Although some scholars described the pair of decisions establishing that "individual rights" reading of the "right to bear arms" as the clearest triumph for Justice Scalia's originalist methods, the irony is that this context was one in which an arguably stronger "originalist" argument was mounted by the four dissenting justices, who advanced a detailed and carefully evidenced case for the view that the "original" meaning of the provision in question bore not on a private right of individuals to "bear arms," but rather on a collective right of the state militias to arm themselves against being overpowered by an irresistible national army.

In matters of statutory interpretation, Justice Scalia's influence is probably more pronounced than it was in the realm of constitutional construction: He taught generations of law students, lawyers and judges to pay close attention to the literal text and structure of enacted laws and to consult legislative history rarely and never decisively, emphasizing that our Constitution sets out the ways in which Congress is to make laws – and that leaving behind a trail of crumbs in floor speeches and committee reports is not among them. It is telling that the court Justice Scalia leaves behind contains very few justices who fail to give legislative text the kind of priority that Jutice Scalia insisted was its due. Yet there again, in the most contentious and publicly significant cases, including those involving President Barack Obama's signature domestic achievement, the Affordable Care Act, Justice Scalia failed to take a majority of the court with him to the conclusion he was convinced his methods of interpretation demanded.

While Justice Scalia may not always have been able to sway enough of his fellow justices to his side, his role as charismatic leader of an increasingly dominant school of legal thought in the United States makes it altogether unsurprising (although perhaps unseemly and, in my view, ultimately indefensible) that the U.S. Senate, now in the hands of right-leaning Republicans, is digging in its heels and promising to leave his seat on the court unfilled for well over a year at a uniquely divided time in our politics.

Candidates for the Republican presidential nomination have been quick to assert that Justice Anthony Kennedy's appointment by president Ronald Reagan in 1988 represents the only time in the past 80 years that the U.S. Senate has confirmed a Supreme Court nominee during a presidential election year.
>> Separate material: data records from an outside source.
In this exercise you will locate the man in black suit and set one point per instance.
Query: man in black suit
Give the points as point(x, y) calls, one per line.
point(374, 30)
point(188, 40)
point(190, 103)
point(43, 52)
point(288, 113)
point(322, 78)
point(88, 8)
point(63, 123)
That claim is simply made up (there were three such cases in the past 84 years and five in the past century) and ultimately irrelevant: The Constitution clearly obliges the president to nominate a justice to fill this vacancy, and not once since 1900 has an impending presidential election led to the kind of impasse the Senate leadership now threatens.

Republicans may well end up regretting their obstructionist strategy. Their posturing, so reminiscent of the tactics previously used by one or both chambers of Congress to hold the nation hostage to the Republican agenda, could well backfire by helping the Democratic nominee to prevail this November.

It would do a genuine disservice to a great judge's memory and to the structure of the U.S government for the Senate to treat Justice Scalia's death as the occasion for just more political posturing.